While many of the sites have stayed the same — like the church still standing at 900 New York St. and the aforementioned Carnegie building — other unchanged sites showcase how things have changed in other ways. Modern day Liberty Hall, 644 Massachusetts St., used to be the Bowersock Opera House. Hughes would “frequent the opera house,” according to the project, but he could only sit in the balcony because it was segregated.
Hossler said that fact is one of the “strange, sad things” about Lawrence he found in the project. In a city founded by abolitionists with the goal of ensuring Kansas would become a free state in the 1850s, decades later some venues would institute policies of segregation. Another post card details the former Patee Theatre on Massachusetts Street, which is now an alley between New Hampshire and Mass. Street. Hughes wrote later he would go to see movies there as a kid, but one day, the owner put up a sign that said “No Colored Admitted.”
Hossler said using the places as a guide to telling Hughes’ story helps him seem less like a famous name and more like an everyday person. That can provide a window into what life was like for him, but also any young Black kid in the 1900s.
“You can think about what Lawrence was like and how it could’ve affected him. It makes it more real,” Hossler said.
Although Hughes went on to fame in New York City, Nowak said one thing that surprised him about Hughes is how much his childhood in Lawrence made an impact. While it was a “relatively short time,” that time really shines in his work.
“Some of his most formative experiences, things that stayed with him for the rest of his life, happened here in Lawrence,” Nowak said.

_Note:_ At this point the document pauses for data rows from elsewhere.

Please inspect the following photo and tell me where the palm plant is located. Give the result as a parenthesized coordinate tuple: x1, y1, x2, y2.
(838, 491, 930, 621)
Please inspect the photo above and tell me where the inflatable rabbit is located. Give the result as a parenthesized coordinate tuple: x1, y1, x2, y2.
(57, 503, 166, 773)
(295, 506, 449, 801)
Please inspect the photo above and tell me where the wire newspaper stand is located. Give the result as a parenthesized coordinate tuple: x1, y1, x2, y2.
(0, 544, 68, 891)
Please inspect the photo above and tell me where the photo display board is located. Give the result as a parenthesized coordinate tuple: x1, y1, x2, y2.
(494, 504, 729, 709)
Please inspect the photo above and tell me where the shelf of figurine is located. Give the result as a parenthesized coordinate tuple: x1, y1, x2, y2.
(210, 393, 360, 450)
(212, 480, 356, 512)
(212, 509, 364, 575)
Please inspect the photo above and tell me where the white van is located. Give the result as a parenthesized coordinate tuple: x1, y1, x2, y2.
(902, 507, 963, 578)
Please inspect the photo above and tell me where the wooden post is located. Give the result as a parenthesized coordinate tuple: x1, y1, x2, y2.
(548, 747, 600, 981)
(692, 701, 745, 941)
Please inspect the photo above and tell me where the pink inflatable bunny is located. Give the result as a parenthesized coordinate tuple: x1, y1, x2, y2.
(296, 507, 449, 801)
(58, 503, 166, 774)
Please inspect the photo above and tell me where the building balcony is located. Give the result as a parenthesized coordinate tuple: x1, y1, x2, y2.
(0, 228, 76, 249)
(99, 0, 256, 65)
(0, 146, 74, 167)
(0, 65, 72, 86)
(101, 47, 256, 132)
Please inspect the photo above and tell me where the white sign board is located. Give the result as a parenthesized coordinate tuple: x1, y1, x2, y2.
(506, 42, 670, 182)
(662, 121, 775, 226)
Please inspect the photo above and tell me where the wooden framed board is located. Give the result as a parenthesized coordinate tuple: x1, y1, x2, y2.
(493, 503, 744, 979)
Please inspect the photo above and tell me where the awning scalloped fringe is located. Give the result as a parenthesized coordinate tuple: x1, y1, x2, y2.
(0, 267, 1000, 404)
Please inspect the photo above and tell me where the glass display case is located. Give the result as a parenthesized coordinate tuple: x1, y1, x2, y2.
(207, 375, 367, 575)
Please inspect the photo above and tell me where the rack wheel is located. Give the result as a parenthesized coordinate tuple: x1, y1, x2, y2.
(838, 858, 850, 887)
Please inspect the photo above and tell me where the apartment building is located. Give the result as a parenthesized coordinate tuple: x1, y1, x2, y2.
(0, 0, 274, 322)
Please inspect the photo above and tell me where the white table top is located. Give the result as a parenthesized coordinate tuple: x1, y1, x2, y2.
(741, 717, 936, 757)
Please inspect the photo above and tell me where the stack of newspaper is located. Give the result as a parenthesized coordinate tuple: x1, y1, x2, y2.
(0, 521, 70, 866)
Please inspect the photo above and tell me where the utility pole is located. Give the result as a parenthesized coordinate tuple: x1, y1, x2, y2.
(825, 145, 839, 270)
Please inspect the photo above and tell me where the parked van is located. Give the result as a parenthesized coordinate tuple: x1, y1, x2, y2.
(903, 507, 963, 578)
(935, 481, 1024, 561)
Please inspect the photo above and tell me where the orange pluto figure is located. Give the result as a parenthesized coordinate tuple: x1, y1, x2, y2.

Hossler hopes that more people can learn about how those years in Lawrence impacted the life of Hughes and his work. The whole packs of postcards are free and are available to pick up at the Watkins Museum and the Lawrence Public Library. Hossler also said that some of the sites also have individual cards available.

photo by: AP
This March 26, 1953, file photo shows poet and author Langston Hughes speaking before the House Un-American Activities Committee in Washington, D.C.